Things get lost in the magic Messier produced. He assisted on Alexei Kovalev’s goal with 1:11 left in the second period to cut the Devils lead to 2-1, then scored three third-period goals to force a Game 7 two nights later at The Garden.

First, to me, was the play of Mike Richter, who could not be blamed for the breakdowns and caroms that gave the Devils the 2-0 lead in the first period. Richter was sensational throughout and didn’t allow another goal, despite the Rangers being badly outplayed for more than half the game. Some of that bad play got worse after Mike Keenan called a first-period timeout and said nothing to his players, leaving the discussion to Messier.

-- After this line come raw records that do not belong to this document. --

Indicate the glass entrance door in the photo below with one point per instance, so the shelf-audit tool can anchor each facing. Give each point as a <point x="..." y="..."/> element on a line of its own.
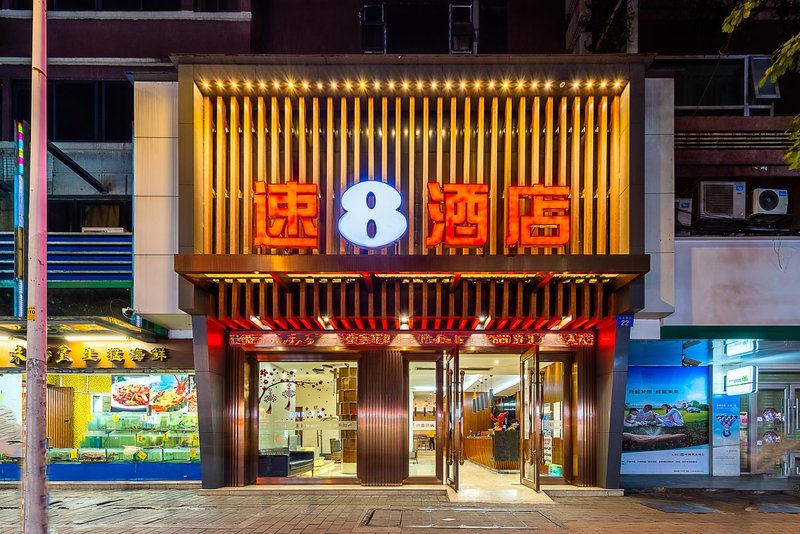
<point x="453" y="402"/>
<point x="531" y="451"/>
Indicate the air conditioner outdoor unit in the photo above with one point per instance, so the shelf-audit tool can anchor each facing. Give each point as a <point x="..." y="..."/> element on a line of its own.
<point x="721" y="200"/>
<point x="683" y="211"/>
<point x="769" y="201"/>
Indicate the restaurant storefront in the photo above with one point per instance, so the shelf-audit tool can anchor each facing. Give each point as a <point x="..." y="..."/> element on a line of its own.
<point x="118" y="408"/>
<point x="406" y="271"/>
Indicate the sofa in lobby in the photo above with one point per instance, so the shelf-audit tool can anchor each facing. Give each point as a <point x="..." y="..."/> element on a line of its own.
<point x="282" y="462"/>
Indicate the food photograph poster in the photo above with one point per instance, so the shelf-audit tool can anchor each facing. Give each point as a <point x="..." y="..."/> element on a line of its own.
<point x="153" y="393"/>
<point x="665" y="427"/>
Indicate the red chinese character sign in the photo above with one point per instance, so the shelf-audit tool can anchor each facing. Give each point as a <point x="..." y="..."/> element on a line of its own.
<point x="286" y="215"/>
<point x="459" y="214"/>
<point x="549" y="207"/>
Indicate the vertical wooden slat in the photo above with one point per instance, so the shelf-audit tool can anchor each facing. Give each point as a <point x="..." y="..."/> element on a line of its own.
<point x="261" y="141"/>
<point x="602" y="178"/>
<point x="411" y="206"/>
<point x="494" y="195"/>
<point x="330" y="149"/>
<point x="342" y="161"/>
<point x="522" y="134"/>
<point x="615" y="177"/>
<point x="208" y="176"/>
<point x="453" y="138"/>
<point x="575" y="180"/>
<point x="247" y="177"/>
<point x="507" y="138"/>
<point x="315" y="148"/>
<point x="371" y="138"/>
<point x="479" y="145"/>
<point x="301" y="140"/>
<point x="549" y="131"/>
<point x="425" y="171"/>
<point x="588" y="174"/>
<point x="439" y="148"/>
<point x="274" y="175"/>
<point x="288" y="155"/>
<point x="220" y="228"/>
<point x="233" y="178"/>
<point x="356" y="140"/>
<point x="383" y="414"/>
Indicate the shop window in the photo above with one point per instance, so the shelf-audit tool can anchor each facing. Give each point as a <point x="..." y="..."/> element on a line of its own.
<point x="81" y="111"/>
<point x="307" y="423"/>
<point x="417" y="28"/>
<point x="422" y="432"/>
<point x="103" y="426"/>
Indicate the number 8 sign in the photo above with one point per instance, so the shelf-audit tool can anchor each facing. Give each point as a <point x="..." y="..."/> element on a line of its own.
<point x="372" y="218"/>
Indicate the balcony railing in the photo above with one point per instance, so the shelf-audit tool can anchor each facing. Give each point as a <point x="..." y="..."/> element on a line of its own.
<point x="90" y="260"/>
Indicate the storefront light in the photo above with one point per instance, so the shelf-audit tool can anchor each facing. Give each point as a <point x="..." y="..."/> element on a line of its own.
<point x="75" y="338"/>
<point x="737" y="347"/>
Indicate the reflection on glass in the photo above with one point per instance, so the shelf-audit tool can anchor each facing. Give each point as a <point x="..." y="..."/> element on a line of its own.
<point x="307" y="419"/>
<point x="552" y="418"/>
<point x="422" y="432"/>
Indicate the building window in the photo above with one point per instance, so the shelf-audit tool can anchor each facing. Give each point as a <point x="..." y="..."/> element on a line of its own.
<point x="374" y="29"/>
<point x="81" y="111"/>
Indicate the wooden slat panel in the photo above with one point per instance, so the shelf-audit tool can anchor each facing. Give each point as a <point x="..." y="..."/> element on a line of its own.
<point x="356" y="140"/>
<point x="425" y="172"/>
<point x="233" y="179"/>
<point x="302" y="175"/>
<point x="274" y="138"/>
<point x="509" y="135"/>
<point x="315" y="148"/>
<point x="220" y="228"/>
<point x="247" y="177"/>
<point x="588" y="177"/>
<point x="382" y="419"/>
<point x="288" y="155"/>
<point x="342" y="164"/>
<point x="494" y="194"/>
<point x="602" y="177"/>
<point x="575" y="179"/>
<point x="410" y="203"/>
<point x="615" y="177"/>
<point x="330" y="150"/>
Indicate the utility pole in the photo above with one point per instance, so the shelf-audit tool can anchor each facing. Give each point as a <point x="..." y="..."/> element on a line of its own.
<point x="34" y="498"/>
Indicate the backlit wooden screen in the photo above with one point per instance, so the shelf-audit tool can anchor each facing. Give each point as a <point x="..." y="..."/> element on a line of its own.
<point x="503" y="135"/>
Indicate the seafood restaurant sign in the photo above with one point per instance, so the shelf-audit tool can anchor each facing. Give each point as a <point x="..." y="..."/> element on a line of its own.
<point x="372" y="215"/>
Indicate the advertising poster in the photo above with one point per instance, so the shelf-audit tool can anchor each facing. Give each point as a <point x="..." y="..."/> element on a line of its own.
<point x="11" y="415"/>
<point x="666" y="421"/>
<point x="153" y="393"/>
<point x="725" y="435"/>
<point x="130" y="393"/>
<point x="170" y="393"/>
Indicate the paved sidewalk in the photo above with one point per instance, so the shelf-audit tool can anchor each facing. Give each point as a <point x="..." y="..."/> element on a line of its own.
<point x="186" y="512"/>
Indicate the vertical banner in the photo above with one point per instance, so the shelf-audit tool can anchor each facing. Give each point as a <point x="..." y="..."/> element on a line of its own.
<point x="725" y="435"/>
<point x="666" y="421"/>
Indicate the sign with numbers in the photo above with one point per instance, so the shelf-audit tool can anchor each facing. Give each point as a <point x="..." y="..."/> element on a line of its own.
<point x="373" y="215"/>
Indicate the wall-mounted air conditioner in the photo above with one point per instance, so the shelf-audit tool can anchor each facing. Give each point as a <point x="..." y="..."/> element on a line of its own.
<point x="769" y="202"/>
<point x="720" y="200"/>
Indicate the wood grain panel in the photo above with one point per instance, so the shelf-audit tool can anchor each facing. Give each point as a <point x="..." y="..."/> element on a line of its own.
<point x="382" y="418"/>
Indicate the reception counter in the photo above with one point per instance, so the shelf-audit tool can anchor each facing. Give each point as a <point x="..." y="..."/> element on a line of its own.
<point x="498" y="451"/>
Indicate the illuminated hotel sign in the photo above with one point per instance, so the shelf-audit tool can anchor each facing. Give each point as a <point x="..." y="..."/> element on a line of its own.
<point x="287" y="215"/>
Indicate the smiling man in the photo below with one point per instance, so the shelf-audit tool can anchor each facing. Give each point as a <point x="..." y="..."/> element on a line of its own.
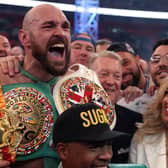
<point x="82" y="137"/>
<point x="159" y="62"/>
<point x="5" y="46"/>
<point x="45" y="35"/>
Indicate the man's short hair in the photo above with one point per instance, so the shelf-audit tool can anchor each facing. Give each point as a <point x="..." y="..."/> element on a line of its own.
<point x="159" y="43"/>
<point x="122" y="46"/>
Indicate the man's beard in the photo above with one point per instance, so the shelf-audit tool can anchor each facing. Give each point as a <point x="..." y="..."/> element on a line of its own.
<point x="135" y="79"/>
<point x="41" y="56"/>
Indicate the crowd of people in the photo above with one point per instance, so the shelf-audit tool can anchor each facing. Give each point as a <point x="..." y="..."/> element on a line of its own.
<point x="81" y="137"/>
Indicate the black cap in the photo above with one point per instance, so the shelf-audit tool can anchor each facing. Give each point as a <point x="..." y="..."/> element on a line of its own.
<point x="83" y="122"/>
<point x="121" y="46"/>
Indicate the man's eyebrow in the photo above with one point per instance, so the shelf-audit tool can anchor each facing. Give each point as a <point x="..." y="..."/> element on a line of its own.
<point x="48" y="22"/>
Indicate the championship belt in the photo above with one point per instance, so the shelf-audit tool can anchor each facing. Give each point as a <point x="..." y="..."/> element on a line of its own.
<point x="82" y="86"/>
<point x="26" y="119"/>
<point x="10" y="131"/>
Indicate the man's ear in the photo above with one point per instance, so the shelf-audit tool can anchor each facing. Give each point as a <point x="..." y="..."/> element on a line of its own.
<point x="24" y="38"/>
<point x="62" y="149"/>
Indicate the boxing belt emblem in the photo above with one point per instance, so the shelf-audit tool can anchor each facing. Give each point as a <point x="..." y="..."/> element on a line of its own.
<point x="82" y="86"/>
<point x="32" y="118"/>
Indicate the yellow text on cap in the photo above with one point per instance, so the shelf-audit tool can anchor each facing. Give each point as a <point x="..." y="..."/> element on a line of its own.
<point x="92" y="117"/>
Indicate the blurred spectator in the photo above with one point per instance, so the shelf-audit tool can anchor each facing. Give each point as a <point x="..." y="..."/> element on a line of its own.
<point x="17" y="51"/>
<point x="82" y="45"/>
<point x="132" y="73"/>
<point x="5" y="46"/>
<point x="102" y="44"/>
<point x="110" y="78"/>
<point x="159" y="62"/>
<point x="149" y="145"/>
<point x="144" y="65"/>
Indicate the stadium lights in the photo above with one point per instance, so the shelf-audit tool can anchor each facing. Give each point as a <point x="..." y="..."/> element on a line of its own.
<point x="100" y="11"/>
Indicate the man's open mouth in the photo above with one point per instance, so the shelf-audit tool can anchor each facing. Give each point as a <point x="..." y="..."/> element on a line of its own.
<point x="57" y="49"/>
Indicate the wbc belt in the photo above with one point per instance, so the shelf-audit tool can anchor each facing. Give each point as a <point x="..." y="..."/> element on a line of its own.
<point x="82" y="86"/>
<point x="33" y="108"/>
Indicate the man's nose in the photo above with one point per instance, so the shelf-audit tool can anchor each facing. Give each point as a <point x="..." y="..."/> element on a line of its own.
<point x="59" y="31"/>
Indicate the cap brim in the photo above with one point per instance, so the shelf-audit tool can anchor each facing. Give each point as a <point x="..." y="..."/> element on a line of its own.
<point x="106" y="136"/>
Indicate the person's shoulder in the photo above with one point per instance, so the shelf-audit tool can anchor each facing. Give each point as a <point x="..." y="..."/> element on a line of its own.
<point x="123" y="109"/>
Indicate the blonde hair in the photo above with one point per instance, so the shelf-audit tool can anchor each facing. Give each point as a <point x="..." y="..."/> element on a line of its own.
<point x="152" y="120"/>
<point x="109" y="54"/>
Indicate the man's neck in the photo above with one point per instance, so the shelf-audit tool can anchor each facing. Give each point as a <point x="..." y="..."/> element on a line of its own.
<point x="36" y="69"/>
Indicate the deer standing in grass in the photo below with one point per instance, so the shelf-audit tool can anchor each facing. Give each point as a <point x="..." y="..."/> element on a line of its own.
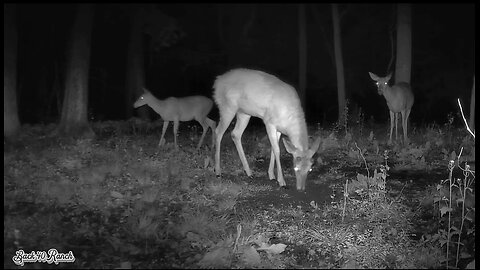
<point x="399" y="99"/>
<point x="246" y="93"/>
<point x="180" y="109"/>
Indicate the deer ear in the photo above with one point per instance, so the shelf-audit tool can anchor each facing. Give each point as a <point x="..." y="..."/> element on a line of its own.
<point x="289" y="146"/>
<point x="313" y="149"/>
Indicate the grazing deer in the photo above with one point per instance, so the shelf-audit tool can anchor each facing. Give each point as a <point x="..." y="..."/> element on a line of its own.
<point x="180" y="109"/>
<point x="246" y="93"/>
<point x="399" y="99"/>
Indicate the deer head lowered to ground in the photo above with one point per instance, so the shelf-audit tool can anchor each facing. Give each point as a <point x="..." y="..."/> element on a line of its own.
<point x="180" y="109"/>
<point x="399" y="99"/>
<point x="246" y="93"/>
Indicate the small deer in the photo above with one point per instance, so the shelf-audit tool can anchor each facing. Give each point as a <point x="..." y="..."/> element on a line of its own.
<point x="246" y="93"/>
<point x="180" y="109"/>
<point x="399" y="99"/>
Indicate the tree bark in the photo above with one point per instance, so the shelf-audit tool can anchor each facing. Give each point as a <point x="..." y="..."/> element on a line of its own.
<point x="11" y="122"/>
<point x="337" y="39"/>
<point x="472" y="107"/>
<point x="404" y="44"/>
<point x="74" y="120"/>
<point x="302" y="51"/>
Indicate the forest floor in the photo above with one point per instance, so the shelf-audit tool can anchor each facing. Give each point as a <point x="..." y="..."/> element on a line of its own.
<point x="120" y="201"/>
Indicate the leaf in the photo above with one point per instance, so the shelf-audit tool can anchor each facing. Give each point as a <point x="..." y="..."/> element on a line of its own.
<point x="125" y="265"/>
<point x="444" y="210"/>
<point x="116" y="194"/>
<point x="273" y="249"/>
<point x="250" y="257"/>
<point x="219" y="257"/>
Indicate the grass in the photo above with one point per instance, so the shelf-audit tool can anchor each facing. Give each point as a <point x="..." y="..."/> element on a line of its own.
<point x="120" y="201"/>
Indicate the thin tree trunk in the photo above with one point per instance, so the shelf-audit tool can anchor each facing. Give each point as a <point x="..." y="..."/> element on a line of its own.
<point x="339" y="62"/>
<point x="302" y="50"/>
<point x="404" y="44"/>
<point x="74" y="119"/>
<point x="135" y="66"/>
<point x="11" y="122"/>
<point x="472" y="107"/>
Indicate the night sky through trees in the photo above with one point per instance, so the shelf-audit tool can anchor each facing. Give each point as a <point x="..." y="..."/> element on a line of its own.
<point x="219" y="37"/>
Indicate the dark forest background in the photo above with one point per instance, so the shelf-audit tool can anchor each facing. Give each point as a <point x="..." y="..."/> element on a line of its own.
<point x="218" y="37"/>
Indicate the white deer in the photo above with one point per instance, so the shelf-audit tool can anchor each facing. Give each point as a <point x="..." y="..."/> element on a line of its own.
<point x="399" y="99"/>
<point x="246" y="93"/>
<point x="180" y="109"/>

I also remember Esa Tikkanen taking a tripping penalty shortly after the Kovalev goal, which could have swung the game back to the Devils if not for Richter and a penalty-kill led by Brian Leetch, who also had a tremendous game. Then, after Messier’s second goal gave the Rangers a 3-2 lead, Glenn Anderson took an undisciplined slashing penalty with 2:49 left. During that kill, with Martin Brodeur on the bench for a Devils 6-on-4, Messier back-handed the clinching goal the length of the ice, into the empty net.

IN CASE YOU MISSED IT: Rangers prospect Igor Shestyorkin was named the goalie on the KHL’s first All-Star team. Many believe Shestyorkin, a fourth-round Rangers draft pick in 2014, will ultimately inherit Lundqvist’s job.